ユダヤ人の彼がイスラエルを擁護するのは理解できる。多くの人々を殺害し人質も連れ去ったハマスの蛮行は糾弾されて然るべきだ。
そのことを否定する人間はそう多くはいないだろう。だが同時に、イスラエルのハマスへの報復攻撃の残忍さも許しがたいものだ。
心ある者はユダヤ人の苦難の歴史を忘れない。ホロコーストという彼らの巨大な不幸と悲しみは察するに余りある。
そうではあるが、しかし、悲惨な過去はユダヤ人国家のイスラエルが無差別に、容赦なく、子供たちを含むパレスチナの民間人を殺戮する免罪符にはならない。
ユダヤ人とイスラエルを支持する人々は、彼らの正義の後ろ盾に固執する余り、自身が犯している罪にはほっかむりを決め込んでいるようだ。
スピルバーグ監督をはじめとして、地球上には有能で裕福で且つ強い影響力を持つユダヤ人が数多くいる。彼らは世界の政治経済文化など、あらゆる分野で巨大な“力“を持つ。
アメリカが、そして欧州が、一方的にイスラエルの肩を持つのは、ユダヤ人を抑圧してきた歴史への後ろめたさと共に、その“力”のプレッシャーがあるからだ。
“力”を形成している人々は、今こそ、偽善のベールに包まれた自らの“被害者”意識をかなぐり捨てて、パレスチナの罪無き“被害者”の群れにも思いを馳せるべきだ。

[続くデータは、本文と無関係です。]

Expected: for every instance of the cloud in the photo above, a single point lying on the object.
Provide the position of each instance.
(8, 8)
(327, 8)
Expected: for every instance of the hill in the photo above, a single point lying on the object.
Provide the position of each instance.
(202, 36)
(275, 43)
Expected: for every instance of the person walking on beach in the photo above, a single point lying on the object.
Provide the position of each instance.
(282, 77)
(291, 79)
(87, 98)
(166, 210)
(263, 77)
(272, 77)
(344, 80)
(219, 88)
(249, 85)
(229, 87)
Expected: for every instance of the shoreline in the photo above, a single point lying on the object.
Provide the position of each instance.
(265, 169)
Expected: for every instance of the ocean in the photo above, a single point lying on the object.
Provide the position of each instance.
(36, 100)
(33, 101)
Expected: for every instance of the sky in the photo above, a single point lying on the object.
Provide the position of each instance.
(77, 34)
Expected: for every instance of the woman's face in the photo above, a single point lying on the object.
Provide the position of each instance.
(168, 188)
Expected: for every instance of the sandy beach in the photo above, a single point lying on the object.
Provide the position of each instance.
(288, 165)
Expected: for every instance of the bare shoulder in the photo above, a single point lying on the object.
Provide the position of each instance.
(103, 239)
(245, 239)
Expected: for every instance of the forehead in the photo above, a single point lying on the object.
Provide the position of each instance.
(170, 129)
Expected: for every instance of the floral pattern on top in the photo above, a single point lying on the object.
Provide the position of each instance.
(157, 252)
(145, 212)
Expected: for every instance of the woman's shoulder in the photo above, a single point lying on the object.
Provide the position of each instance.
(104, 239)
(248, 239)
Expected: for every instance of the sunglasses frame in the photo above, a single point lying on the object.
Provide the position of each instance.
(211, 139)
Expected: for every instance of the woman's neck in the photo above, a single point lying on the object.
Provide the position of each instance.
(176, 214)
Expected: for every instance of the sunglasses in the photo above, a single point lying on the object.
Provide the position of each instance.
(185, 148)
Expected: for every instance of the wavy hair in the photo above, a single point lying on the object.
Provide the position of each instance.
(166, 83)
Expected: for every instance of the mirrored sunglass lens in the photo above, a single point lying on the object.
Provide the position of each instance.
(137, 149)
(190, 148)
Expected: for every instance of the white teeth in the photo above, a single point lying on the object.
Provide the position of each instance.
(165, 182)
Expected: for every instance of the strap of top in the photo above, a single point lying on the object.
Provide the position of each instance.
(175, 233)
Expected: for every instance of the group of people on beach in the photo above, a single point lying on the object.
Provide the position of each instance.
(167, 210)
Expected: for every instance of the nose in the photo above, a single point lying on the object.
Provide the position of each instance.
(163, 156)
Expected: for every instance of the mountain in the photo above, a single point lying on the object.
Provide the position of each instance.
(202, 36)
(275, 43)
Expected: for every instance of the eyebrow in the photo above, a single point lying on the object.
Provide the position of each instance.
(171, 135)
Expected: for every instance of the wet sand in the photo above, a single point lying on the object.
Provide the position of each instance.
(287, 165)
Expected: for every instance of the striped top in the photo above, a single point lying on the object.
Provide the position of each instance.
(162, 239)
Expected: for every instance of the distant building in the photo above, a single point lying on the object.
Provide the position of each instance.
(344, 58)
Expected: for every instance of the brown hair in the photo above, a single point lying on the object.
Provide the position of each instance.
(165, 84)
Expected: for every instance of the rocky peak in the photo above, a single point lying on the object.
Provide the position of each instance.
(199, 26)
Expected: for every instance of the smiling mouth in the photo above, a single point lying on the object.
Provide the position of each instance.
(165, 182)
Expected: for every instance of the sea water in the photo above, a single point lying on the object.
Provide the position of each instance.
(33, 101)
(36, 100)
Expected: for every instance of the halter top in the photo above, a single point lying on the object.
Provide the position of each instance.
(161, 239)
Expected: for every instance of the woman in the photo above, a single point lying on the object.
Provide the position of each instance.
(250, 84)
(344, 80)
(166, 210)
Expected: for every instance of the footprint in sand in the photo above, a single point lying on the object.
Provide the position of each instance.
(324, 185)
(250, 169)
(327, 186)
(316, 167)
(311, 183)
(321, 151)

スピルバーグ監督は残念ながらそれをしない。ならば例えばボブ・ディランは?マーク・ザッカーバーグは? マイケル・ブルームバーグは? ダスティン・ホフマンは?
影響力のあるユダヤ人や支持者がイスラエルの蛮行も指弾しなければ、グローバル世論は決して同国に寄り添うことはない。寄り添うどころか、人々の心の中には嫌悪ばかりが募っていく。

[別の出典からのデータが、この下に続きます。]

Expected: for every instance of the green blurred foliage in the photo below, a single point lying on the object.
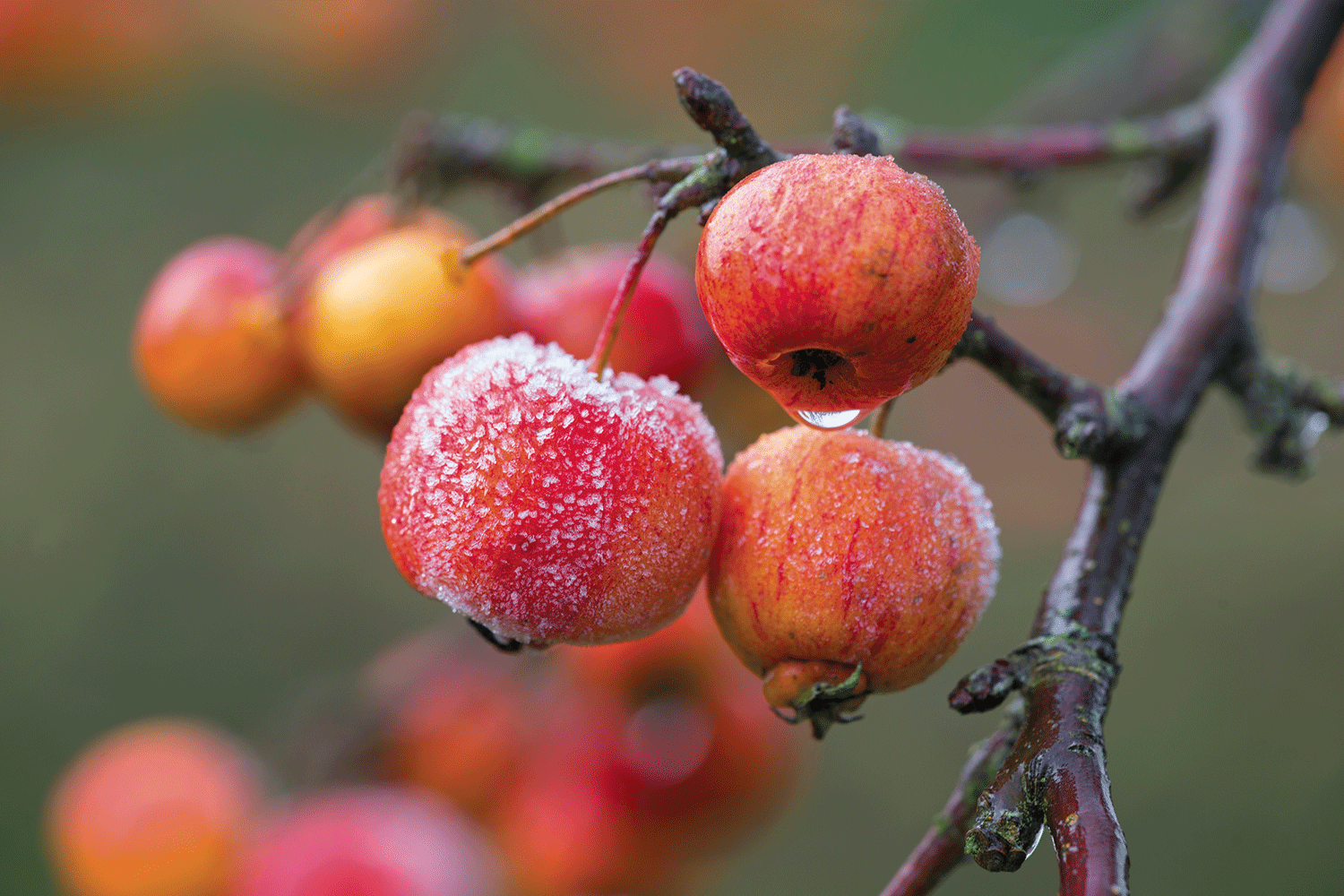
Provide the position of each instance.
(147, 570)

その先の先の挙句の果てには―恐ろしい想像だが―巡りめぐってホロコーストまがいの惨劇を招かないとも言えないのではないか、とさえ僕は密かに危惧する。
被害者のパレスチナがハマスを介して示す憎しみも、加害者のユダヤの民がイスラエルを介して見せる憎しみも、等しく空しい。等しく悲しい。
一刻も早く、強い、心あるユダヤ教徒の皆さんの決起を期待したい。